O cartão exibe, num lado, uma foto de Anastácio, com os seguintes dizeres acima a abaixo da imagem: “Lembrança da prece de 7º dia do passamento do inesquecível e sempre chorado Benedito José Anastácio, realizada no dia 2 de maio de 1960, no Centro Espírita ‘Bento do Amaral França’, às 20hs”. Do outro lado do cartão, há o seguinte teor: “A Sociedade Beneficente 13 de Maio, ainda abalada com o triste passamento do seu pranteado presidente Benedito José Anastácio, vem por este meio agradecer aos seus associados, às dignas autoridades civis e militares e a todas as pessoas que acompanharam o extinto até a sua última morada. Estende esse agradecimento também aos que compareceram àquele ato de religião e amizade”.
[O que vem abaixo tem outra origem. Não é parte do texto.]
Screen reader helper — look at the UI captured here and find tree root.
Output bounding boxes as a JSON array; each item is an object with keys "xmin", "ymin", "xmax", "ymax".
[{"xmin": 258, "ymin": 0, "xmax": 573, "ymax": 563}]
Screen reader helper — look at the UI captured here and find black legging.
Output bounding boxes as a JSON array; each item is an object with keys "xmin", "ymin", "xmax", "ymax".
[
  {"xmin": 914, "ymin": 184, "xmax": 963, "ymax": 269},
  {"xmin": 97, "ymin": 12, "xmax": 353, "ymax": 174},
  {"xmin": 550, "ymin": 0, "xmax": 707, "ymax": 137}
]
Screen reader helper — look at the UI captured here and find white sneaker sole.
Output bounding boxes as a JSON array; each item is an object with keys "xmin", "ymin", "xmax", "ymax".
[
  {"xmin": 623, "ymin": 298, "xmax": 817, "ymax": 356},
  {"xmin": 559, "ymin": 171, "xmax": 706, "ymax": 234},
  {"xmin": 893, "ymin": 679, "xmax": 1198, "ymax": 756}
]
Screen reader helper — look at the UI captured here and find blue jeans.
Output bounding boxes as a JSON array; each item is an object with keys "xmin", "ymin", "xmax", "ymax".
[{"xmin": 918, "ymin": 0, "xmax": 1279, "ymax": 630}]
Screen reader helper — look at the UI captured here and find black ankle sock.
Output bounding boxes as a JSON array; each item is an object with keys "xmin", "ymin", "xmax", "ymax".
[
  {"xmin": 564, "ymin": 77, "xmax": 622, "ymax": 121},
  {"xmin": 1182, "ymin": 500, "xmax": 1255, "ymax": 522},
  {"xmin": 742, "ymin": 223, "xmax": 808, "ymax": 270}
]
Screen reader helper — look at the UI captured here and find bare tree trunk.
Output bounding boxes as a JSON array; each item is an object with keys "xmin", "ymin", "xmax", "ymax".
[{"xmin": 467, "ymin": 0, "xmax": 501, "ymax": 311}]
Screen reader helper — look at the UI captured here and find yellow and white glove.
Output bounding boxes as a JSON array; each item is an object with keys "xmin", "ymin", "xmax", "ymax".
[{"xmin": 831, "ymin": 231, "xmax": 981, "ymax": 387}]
O Acervo conta ainda com mais um cartão, recebido pela Câmara no dia 9 de maio, com o texto a seguir: “A Sociedade Beneficente 13 de Maio e a família de Benedito José Anastácio sensibilizada agradece as manifestações de pesar”. 

A morte de Benedito Anastácio foi no final de abril, próxima, então, ao dia 13 de Maio, período no qual a Sociedade Treze de Maio estava realizando os preparativos para as solenidades do dia da assinatura da Lei Áurea, em referência ao aniversário da abolição da escravatura. Um outro documento, enviado pela diretoria da sociedade e recebido pela Câmara também em 9 de maio, traz a programação dos atos do dia 13. Após elencar as diversas atividades do dia, o trecho final do documento chama a atenção por fazer menção a um ato especificamente relativo à memória do então recém falecido Anastácio: “...ocasião em que será inaugurado o retrato do nosso saudoso presidente Benedito José Anastácio, que durante 25 longos anos esteve a testa de nossa querida ‘Treze de Maio’”. 

Pelas informações do requerimento de pesar e na lembrança de sétimo dia, pressupõe-se que Anastácio tenha falecido em 25 de abril de 1960.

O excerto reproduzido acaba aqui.